The men were arrested after a joint investigation by the Russian Ministry of Internal Affairs (MVD) and Federal Security Service (FSB). According to the MVD, the investigation found that two brothers were the ringleaders of the gang, and developed a plan to steal money from the accounts of online banking customers.
Estimates on how much the gang stole vary. The MVD said the gang is suspected of stealing as much as 60 million rubles (roughly $2 million), but an estimate from Russian security firm Group-IB put the amount at more than twice that in the last quarter.
The gang used the Carberp and RDP-door Trojans to snare victims. Carberp is a well-known Trojan that was recently seen on Facebook as part of a scam where attackers notify Facebook users that their accounts are temporarily locked. All they had to do to get them back was provide their first and last names, email addresses, dates of birth, passwords, and a 20-euro Ukash voucher.

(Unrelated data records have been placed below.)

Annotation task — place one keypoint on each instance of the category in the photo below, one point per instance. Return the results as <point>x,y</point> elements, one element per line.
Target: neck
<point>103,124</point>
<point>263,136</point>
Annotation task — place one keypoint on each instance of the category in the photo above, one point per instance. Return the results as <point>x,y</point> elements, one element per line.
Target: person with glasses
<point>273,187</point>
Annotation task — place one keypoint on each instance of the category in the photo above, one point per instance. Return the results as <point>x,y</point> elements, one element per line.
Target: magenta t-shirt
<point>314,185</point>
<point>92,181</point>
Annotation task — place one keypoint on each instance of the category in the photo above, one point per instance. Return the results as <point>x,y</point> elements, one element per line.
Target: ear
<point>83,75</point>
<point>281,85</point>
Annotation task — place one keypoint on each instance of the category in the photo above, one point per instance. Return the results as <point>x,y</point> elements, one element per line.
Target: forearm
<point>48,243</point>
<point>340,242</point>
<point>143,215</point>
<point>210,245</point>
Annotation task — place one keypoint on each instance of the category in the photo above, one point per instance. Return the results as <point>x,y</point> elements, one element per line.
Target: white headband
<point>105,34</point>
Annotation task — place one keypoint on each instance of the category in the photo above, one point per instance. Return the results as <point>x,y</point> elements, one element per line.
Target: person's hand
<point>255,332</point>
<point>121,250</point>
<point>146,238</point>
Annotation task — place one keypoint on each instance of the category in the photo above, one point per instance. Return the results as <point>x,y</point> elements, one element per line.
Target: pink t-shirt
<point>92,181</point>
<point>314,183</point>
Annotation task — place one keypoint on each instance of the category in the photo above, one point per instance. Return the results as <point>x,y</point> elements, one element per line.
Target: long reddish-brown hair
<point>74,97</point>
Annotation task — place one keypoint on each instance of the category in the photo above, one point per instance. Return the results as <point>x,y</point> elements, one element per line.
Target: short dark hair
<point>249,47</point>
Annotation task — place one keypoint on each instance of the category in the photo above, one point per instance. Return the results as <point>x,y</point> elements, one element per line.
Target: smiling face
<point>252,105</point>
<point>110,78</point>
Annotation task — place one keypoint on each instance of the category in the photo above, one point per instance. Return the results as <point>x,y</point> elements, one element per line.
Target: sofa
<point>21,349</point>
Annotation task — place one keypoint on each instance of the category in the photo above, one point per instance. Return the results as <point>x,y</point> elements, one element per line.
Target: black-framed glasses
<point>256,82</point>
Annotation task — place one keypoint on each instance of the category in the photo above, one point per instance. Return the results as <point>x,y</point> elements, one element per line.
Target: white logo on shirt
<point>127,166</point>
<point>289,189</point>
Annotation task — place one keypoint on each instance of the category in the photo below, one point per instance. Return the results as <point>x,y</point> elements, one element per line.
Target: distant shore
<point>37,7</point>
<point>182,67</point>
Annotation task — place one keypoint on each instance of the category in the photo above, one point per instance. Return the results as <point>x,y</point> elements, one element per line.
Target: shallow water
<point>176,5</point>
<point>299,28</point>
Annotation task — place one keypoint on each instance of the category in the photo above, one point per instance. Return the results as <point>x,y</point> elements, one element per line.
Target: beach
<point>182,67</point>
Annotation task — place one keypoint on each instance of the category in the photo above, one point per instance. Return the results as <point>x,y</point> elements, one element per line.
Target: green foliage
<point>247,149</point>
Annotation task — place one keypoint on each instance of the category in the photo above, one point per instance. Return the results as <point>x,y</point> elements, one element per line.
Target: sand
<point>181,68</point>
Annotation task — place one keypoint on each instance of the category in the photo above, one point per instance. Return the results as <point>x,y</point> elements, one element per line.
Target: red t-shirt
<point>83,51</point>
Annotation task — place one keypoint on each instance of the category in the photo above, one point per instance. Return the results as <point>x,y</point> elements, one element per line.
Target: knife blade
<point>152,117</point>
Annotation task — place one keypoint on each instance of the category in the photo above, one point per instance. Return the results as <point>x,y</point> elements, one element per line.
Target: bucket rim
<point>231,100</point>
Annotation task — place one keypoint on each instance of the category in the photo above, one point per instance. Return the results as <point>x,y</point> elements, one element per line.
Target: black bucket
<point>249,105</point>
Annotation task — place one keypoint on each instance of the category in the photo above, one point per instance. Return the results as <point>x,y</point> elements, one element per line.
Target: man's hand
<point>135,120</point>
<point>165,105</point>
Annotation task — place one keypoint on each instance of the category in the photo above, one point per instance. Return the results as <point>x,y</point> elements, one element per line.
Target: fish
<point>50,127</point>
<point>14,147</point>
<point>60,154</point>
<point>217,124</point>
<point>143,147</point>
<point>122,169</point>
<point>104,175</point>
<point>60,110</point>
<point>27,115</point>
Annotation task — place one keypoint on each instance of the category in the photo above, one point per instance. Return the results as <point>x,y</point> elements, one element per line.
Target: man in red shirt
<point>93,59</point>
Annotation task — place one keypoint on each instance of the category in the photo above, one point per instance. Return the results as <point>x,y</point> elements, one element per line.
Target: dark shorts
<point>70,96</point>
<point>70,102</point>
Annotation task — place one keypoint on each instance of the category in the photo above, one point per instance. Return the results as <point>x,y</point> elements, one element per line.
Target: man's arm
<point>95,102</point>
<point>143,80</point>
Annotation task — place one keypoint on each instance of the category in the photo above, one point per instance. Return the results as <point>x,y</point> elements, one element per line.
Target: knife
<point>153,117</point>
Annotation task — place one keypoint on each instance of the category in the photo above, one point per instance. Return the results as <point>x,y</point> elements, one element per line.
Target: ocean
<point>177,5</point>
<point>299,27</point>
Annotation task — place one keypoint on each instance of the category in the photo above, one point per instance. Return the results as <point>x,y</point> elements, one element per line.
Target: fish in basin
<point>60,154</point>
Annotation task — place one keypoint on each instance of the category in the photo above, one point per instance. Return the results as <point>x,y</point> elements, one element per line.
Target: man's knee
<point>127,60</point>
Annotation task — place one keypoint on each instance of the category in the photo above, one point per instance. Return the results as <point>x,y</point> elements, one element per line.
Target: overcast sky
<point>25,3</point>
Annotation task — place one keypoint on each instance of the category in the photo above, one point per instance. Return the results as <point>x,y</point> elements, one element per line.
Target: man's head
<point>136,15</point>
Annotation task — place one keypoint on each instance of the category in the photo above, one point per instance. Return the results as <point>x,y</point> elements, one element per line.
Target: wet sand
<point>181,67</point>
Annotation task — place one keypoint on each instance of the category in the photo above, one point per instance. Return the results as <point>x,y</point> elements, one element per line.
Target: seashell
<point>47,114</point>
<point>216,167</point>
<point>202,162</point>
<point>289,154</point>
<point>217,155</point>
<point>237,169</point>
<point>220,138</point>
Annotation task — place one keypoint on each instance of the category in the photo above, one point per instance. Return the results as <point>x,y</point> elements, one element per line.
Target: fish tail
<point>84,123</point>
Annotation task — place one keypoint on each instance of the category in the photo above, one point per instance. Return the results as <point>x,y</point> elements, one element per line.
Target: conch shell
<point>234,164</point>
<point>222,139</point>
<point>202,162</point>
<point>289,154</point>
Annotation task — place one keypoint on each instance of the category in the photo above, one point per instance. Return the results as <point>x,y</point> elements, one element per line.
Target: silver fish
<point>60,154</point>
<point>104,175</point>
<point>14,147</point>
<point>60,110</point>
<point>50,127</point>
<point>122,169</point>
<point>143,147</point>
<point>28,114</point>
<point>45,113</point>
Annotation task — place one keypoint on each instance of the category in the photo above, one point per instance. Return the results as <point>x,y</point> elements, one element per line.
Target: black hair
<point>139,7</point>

In this case, the goal is to grab the victim's banking information. Once the victim's computer was infected, the attackers would target their banking credentials. With the credentials in tow, the gang sent orders to transfer funds from client bank accounts to accounts under their control, and then made off with the money, the ministry said.

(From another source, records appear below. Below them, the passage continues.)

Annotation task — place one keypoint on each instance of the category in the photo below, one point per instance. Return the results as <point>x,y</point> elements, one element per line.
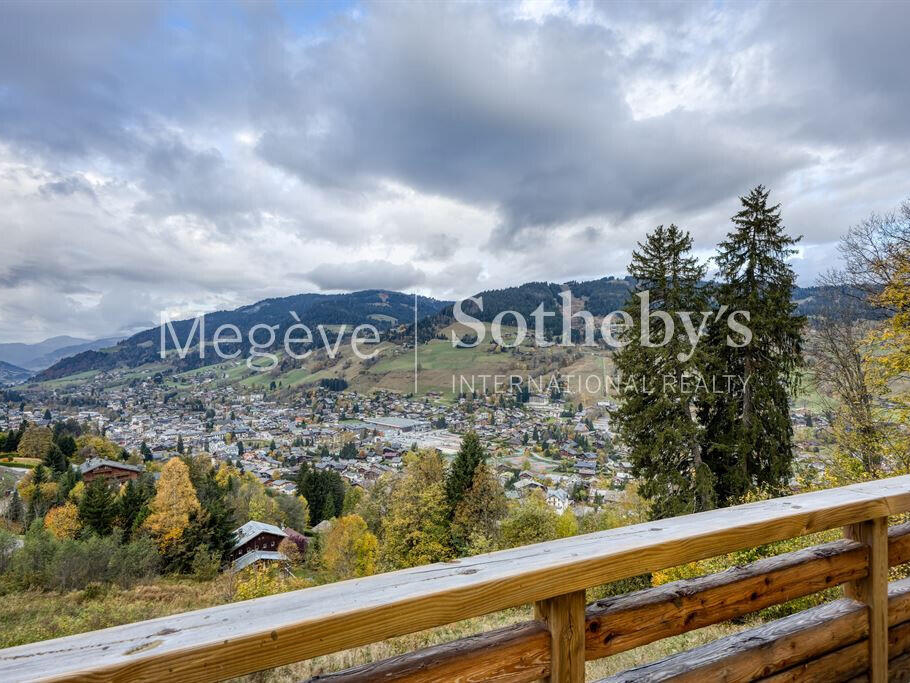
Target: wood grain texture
<point>231,640</point>
<point>872,590</point>
<point>847,663</point>
<point>898,544</point>
<point>780,645</point>
<point>627,621</point>
<point>564,616</point>
<point>514,654</point>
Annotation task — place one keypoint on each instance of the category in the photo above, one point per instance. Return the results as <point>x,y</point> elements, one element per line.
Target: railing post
<point>873,591</point>
<point>565,619</point>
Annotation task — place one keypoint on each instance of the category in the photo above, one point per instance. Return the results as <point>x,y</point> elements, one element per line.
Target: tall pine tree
<point>460,477</point>
<point>748,439</point>
<point>98,507</point>
<point>657,374</point>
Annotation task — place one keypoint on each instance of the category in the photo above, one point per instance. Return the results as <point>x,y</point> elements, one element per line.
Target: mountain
<point>391,312</point>
<point>381,308</point>
<point>11,374</point>
<point>48,359</point>
<point>45,353</point>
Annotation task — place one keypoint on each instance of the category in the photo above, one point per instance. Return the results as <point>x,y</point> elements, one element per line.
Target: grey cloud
<point>74,184</point>
<point>365,275</point>
<point>531,123</point>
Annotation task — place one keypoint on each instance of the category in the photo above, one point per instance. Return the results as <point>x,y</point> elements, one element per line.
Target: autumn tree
<point>264,508</point>
<point>63,521</point>
<point>349,549</point>
<point>531,521</point>
<point>175,499</point>
<point>416,529</point>
<point>35,442</point>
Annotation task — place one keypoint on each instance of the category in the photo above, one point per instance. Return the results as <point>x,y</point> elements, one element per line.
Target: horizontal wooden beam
<point>848,663</point>
<point>231,640</point>
<point>627,621</point>
<point>788,643</point>
<point>513,654</point>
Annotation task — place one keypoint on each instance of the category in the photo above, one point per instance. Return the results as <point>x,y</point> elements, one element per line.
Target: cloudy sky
<point>186,157</point>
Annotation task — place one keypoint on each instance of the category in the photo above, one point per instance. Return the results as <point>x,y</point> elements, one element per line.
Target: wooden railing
<point>853,637</point>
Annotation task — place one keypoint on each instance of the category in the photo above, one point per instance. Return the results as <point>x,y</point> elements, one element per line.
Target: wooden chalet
<point>112,470</point>
<point>255,536</point>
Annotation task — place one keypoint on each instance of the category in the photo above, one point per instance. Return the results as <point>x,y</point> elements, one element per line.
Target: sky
<point>192,157</point>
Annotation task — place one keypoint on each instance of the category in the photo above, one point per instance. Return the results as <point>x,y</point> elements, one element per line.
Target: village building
<point>100,468</point>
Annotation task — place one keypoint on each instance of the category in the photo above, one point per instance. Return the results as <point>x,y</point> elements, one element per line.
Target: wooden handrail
<point>521,652</point>
<point>230,640</point>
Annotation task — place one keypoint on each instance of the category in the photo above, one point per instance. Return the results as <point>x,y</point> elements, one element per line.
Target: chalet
<point>255,557</point>
<point>254,536</point>
<point>99,468</point>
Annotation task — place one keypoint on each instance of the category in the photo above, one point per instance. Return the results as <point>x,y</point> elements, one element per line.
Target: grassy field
<point>31,615</point>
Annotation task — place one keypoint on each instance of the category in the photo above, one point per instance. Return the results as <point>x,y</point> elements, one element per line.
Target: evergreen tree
<point>133,506</point>
<point>316,486</point>
<point>14,509</point>
<point>461,475</point>
<point>328,506</point>
<point>54,459</point>
<point>97,509</point>
<point>67,445</point>
<point>479,511</point>
<point>748,431</point>
<point>656,416</point>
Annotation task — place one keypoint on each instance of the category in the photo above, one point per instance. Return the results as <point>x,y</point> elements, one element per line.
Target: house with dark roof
<point>112,470</point>
<point>259,541</point>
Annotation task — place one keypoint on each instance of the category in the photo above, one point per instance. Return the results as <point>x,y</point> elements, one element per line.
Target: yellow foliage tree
<point>89,445</point>
<point>175,499</point>
<point>259,581</point>
<point>567,524</point>
<point>63,521</point>
<point>35,443</point>
<point>415,529</point>
<point>349,549</point>
<point>75,494</point>
<point>264,508</point>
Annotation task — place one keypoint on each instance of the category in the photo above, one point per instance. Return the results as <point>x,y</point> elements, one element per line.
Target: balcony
<point>863,636</point>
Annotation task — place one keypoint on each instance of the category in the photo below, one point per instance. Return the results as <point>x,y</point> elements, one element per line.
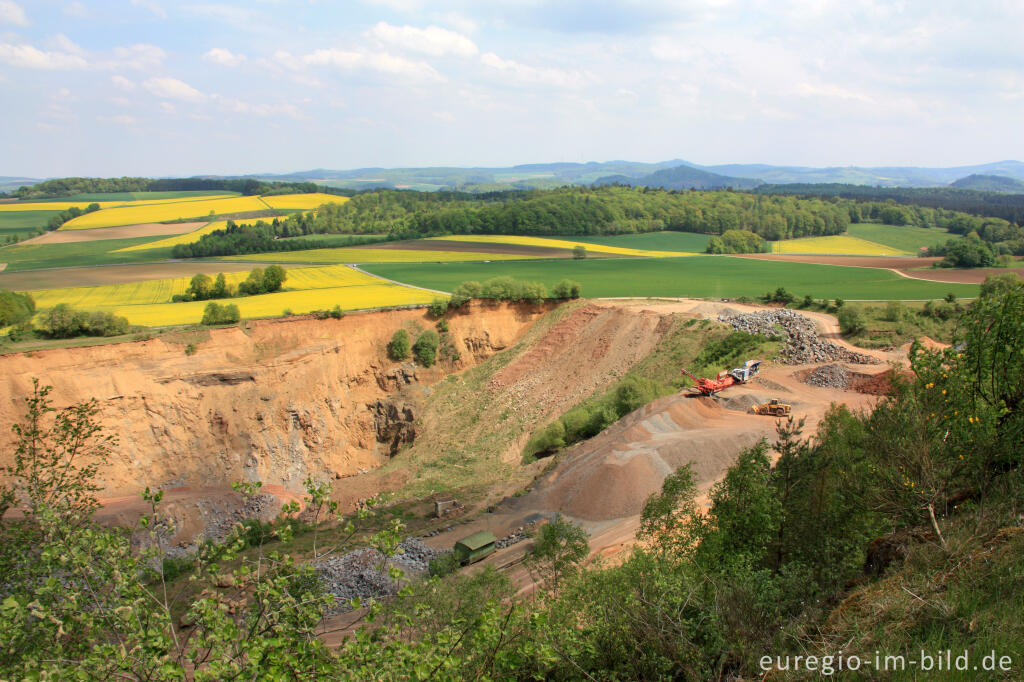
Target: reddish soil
<point>473,247</point>
<point>121,232</point>
<point>907,266</point>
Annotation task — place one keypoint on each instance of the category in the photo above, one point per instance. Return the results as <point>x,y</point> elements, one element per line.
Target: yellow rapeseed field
<point>187,238</point>
<point>268,305</point>
<point>130,215</point>
<point>306,289</point>
<point>310,201</point>
<point>360,255</point>
<point>841,245</point>
<point>560,244</point>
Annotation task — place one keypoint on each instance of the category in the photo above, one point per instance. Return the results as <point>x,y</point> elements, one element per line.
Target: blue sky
<point>156,87</point>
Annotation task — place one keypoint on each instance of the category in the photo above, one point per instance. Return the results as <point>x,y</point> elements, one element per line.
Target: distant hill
<point>989,183</point>
<point>683,177</point>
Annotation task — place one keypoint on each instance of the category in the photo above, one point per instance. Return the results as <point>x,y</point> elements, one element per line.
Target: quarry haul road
<point>603,482</point>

Police investigators were assisted in the case by Group-IB, which noted that the gang hacked popular websites -- including media sites and online stores -- and infected them with malware in order to hit Web surfers with drive-by downloads. According to the firm, the stolen funds were cashed via bank cards, and the gang even went so far as to open an office under the guise of a data recovery company.
"Our experts did an enormous amount of work, which resulted in identifying the head of this criminal group, the owner and operator of a specialized banking botnet, identifying the control servers, and identifying the directing of traffic from popular websites in order to spread malware infection," Group-IB CEO Ilya Sachkov said in a statement.
In addition to bank fraud, the gang was also involved in distributed denial-of-service attacks, the security firm found.